L'hôtel Lionel Normant et son château d'eau-pagode
* À la même époque, ses 3 frères sont présents sur cette avenue réputée : Henri Normant, l’aîné, édifie un hôtel particulier avec tourelle au 26 avenue du Bois de Boulogne (ancienne avenue de l’Impératrice, désignée ultérieurement avenue Foch) à Paris, sur un terrain acquis en 1868. Louis-Antoine Normant possède également son hôtel au 20 avenue du Bois de Boulogne. Enfin, Benjamin Normant acquiert en 1878 ce même type de demeure au 9 avenue du Bois de Boulogne.
Hôtel particulier édifié à la fin des années 1870 (vers 1877) à Romorantin par Anatole Aristide Normant (1835-1889), manufacturier et maire de la ville entre 1871 et 1875. Les plans ont été réalisés par l'architecte Claude Salleron. L’immeuble est bâti aux portes de l’usine familiale, à l’entrée du faubourg Saint-Roch. Réalisé sur le modèle des hôtels de l’avenue Foch à Paris * , il est de style néo-classique. Il s’agit d’une demeure patronale de grand luxe d’environ 435 mètres élevée sur deux étages. Le bâtiment est construit en pierre de taille, avec charpente en pin du Nord et toiture en ardoises et zinc. Mis en vente en 1889, au décès de son propriétaire, l’hôtel est acquis par Louis-Antoine (surnommé « Lionel ») Normant, son frère et reste ainsi dans la famille. Peu utilisé par ses membres, l’immeuble est occupé par les Allemands durant la Seconde Guerre mondiale. En 1952, après le décès d’Hippolyte Normant, il est vendu à la ville pour 10 millions de francs et devient le siège de la municipalité. Il représente aujourd’hui l’un des plus beaux bâtiments de Romorantin.
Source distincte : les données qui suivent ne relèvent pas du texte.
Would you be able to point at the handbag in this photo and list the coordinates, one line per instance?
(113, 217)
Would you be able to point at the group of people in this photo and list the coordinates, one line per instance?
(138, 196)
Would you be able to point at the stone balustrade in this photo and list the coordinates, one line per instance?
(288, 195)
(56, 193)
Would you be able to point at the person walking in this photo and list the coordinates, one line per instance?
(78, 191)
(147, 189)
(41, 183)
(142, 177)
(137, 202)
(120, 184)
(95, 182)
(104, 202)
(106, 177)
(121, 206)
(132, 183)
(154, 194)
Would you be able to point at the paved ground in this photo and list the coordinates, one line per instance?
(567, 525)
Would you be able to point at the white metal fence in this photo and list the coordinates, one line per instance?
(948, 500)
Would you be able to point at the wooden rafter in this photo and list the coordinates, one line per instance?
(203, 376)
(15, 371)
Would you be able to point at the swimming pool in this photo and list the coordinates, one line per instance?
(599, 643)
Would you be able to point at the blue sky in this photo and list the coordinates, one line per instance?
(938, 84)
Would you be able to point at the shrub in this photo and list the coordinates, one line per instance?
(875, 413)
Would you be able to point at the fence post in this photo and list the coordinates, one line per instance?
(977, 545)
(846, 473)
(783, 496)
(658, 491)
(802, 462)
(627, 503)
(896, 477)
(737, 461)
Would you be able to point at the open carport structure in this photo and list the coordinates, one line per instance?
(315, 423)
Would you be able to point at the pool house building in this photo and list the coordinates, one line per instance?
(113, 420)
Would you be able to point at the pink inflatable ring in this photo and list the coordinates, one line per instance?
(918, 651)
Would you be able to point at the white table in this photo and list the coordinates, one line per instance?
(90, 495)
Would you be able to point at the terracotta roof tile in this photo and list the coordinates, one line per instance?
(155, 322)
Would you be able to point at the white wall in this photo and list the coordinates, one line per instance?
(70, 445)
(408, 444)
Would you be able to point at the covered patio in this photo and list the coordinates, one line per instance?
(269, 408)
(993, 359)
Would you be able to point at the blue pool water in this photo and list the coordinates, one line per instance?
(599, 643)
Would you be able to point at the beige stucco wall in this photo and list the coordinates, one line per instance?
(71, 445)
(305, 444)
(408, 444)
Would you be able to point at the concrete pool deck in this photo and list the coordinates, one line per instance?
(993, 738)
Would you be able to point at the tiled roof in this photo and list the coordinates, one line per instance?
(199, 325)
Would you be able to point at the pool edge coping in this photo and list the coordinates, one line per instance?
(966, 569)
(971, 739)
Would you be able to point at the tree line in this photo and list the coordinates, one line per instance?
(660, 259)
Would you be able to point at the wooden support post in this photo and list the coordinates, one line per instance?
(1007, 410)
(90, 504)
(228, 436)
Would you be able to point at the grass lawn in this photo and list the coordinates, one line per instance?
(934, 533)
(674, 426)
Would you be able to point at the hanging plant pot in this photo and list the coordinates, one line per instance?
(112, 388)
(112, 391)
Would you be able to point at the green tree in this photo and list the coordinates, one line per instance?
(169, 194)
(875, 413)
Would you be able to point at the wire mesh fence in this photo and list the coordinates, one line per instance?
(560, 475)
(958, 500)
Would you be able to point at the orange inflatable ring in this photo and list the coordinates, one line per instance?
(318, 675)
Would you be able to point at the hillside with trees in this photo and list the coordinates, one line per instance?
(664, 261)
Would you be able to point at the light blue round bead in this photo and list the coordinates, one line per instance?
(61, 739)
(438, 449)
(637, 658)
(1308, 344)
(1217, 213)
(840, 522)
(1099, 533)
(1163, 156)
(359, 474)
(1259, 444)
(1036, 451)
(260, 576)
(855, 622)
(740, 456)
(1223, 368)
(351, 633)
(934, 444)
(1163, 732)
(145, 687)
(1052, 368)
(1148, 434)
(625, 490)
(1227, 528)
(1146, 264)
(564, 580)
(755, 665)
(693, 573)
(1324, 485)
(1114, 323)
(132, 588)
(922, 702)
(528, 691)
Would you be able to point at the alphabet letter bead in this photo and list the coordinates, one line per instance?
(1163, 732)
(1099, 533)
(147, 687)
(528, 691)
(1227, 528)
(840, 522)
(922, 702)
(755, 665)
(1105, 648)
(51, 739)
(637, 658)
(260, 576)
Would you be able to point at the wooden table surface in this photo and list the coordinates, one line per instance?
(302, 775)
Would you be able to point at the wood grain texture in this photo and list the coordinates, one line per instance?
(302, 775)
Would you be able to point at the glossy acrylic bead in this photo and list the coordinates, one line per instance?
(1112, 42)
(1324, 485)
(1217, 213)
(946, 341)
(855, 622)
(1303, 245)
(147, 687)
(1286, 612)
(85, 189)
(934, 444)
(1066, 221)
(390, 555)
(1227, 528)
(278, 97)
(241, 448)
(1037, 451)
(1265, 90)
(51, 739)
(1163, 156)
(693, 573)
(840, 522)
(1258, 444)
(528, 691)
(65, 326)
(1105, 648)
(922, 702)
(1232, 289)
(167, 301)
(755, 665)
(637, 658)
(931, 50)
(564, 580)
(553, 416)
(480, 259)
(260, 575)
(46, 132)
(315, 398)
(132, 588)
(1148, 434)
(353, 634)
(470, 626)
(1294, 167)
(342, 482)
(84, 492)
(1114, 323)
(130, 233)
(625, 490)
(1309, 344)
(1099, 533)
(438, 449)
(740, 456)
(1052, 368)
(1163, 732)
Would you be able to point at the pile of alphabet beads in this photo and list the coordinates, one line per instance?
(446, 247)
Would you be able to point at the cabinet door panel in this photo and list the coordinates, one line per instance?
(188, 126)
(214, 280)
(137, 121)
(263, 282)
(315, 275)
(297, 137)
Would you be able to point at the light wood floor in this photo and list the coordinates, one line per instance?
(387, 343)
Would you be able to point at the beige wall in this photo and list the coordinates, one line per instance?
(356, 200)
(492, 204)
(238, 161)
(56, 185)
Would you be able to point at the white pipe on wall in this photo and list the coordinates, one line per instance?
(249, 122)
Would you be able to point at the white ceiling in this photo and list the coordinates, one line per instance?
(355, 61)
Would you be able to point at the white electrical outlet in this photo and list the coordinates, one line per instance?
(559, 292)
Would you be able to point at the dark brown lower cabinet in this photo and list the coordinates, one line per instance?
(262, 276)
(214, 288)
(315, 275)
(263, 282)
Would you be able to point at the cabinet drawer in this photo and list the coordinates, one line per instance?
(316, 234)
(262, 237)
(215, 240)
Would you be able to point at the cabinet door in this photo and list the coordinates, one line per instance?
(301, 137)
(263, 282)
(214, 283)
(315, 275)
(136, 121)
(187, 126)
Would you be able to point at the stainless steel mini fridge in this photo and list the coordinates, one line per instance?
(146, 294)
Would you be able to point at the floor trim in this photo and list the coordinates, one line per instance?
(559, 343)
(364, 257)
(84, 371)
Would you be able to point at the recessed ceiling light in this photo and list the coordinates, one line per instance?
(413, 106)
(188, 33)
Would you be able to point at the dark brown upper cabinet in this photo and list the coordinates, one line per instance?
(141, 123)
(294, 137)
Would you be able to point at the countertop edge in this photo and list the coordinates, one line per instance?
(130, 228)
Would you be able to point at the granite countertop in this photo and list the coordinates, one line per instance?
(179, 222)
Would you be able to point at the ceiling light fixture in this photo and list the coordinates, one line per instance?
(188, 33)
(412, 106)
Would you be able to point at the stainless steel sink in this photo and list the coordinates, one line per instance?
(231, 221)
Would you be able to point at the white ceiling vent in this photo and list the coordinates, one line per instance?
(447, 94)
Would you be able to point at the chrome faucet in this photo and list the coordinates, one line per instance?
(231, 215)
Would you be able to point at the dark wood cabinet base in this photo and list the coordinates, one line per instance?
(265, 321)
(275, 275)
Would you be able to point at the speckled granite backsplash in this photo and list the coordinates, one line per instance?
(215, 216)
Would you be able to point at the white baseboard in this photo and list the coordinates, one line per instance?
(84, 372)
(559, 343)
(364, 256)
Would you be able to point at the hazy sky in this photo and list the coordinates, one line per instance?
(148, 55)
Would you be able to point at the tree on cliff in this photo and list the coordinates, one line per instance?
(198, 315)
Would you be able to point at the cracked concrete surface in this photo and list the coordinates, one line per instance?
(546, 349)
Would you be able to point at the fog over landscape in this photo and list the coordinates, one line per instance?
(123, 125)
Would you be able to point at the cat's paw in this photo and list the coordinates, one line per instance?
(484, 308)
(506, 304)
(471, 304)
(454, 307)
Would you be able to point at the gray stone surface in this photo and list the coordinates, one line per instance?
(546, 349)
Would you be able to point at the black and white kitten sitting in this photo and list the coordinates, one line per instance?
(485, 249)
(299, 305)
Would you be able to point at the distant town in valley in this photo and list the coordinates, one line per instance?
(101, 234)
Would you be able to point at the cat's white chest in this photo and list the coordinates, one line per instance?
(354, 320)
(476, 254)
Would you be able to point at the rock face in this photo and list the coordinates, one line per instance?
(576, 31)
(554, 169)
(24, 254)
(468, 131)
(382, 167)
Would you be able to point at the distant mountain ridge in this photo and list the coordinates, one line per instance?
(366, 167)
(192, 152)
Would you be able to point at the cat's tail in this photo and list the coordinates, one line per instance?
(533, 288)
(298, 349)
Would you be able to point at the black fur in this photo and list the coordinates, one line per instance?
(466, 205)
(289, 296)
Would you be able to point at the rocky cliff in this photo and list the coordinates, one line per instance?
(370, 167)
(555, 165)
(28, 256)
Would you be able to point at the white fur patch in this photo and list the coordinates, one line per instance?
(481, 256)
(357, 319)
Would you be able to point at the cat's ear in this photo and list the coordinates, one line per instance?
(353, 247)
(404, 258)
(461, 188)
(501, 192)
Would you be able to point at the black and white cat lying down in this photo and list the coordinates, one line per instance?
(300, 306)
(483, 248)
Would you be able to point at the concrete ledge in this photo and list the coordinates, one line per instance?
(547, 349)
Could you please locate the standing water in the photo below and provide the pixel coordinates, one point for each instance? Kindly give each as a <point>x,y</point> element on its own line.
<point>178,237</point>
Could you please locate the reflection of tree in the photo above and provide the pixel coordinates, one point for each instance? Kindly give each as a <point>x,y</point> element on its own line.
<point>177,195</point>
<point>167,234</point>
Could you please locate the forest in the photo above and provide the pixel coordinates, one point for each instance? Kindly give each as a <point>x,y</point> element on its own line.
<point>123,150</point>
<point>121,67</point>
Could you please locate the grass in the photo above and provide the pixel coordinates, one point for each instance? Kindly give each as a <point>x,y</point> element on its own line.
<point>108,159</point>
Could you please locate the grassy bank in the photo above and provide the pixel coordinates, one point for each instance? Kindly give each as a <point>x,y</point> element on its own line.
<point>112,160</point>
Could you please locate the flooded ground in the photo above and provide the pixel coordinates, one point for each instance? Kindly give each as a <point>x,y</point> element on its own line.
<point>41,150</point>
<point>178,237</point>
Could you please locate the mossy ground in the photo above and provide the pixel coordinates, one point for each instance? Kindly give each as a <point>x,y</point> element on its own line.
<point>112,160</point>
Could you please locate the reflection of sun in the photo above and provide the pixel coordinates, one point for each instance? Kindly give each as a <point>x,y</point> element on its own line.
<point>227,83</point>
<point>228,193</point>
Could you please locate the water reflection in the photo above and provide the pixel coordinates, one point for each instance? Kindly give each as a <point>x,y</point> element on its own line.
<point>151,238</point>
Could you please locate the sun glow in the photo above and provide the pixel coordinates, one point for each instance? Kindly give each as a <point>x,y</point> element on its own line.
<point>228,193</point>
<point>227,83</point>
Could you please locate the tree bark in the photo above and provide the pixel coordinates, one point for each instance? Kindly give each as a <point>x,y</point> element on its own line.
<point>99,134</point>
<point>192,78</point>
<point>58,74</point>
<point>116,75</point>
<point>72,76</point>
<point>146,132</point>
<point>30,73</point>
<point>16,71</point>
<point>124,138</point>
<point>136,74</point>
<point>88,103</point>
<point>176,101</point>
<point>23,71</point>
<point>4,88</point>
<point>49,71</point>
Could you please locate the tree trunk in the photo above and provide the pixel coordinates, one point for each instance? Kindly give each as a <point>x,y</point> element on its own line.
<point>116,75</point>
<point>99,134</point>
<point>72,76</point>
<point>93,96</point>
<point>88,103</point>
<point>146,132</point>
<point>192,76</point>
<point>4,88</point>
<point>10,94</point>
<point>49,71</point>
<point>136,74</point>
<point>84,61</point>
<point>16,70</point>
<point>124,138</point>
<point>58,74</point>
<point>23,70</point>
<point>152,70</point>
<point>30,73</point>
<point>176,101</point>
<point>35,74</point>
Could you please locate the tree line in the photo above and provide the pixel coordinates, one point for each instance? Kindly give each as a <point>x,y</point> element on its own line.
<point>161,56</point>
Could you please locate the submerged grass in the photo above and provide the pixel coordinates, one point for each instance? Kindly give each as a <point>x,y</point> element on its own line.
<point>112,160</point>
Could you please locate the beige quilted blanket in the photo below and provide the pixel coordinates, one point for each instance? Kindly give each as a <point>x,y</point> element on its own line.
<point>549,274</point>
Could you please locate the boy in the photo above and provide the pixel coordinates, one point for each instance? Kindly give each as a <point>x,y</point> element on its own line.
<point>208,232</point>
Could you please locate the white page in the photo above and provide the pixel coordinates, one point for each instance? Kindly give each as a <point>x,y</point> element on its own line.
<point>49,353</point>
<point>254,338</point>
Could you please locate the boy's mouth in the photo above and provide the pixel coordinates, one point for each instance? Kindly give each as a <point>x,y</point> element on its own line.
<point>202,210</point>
Le parc arboré et paysagé de l’hôtel, aujourd’hui rattaché au square municipal, abrite une pagode chinoise servant de château d’eau dans le passé. Installée à la fin du 19e siècle (1879), elle est le témoignage de l’engouement des riches propriétaires pour l’Orient. Le cabinet octogonal (servant de petit salon d’études ou de divertissement) aménagé au 2e étage est décoré de toiles peintes et de peintures murales, représentant notamment des oiseaux exotiques et des geishas. Les vitraux sont signés Emile Hirsch (1832-1904), maître verrier formé par Eugène Delacroix et Hippolyte Flandrin. Nombre de détails du décor révèlent l’influence des écrits sur l'Asie et des recueils d’ornement édités depuis la fin du 18e siècle. Cette pagode, dont on ignore encore l’origine et la provenance (la tradition orale a longtemps rapporté qu'elle provenait d'une exposition universelle), est classée M.H. (inscription par arrêté du 12 août 1994). Cet exemple d’architecture mêle élégamment la vocation fonctionnelle d’un château d’eau à celle d’agrément d’une fabrique. Dans le parc, un tunnel est percé dès 1874. Traversant la rue du faubourg Saint-Roch, il permet de relier la propriété à l’usine familiale et au premier hôtel Normant bâti sous la Monarchie de Juillet (l’actuelle maison de retraite).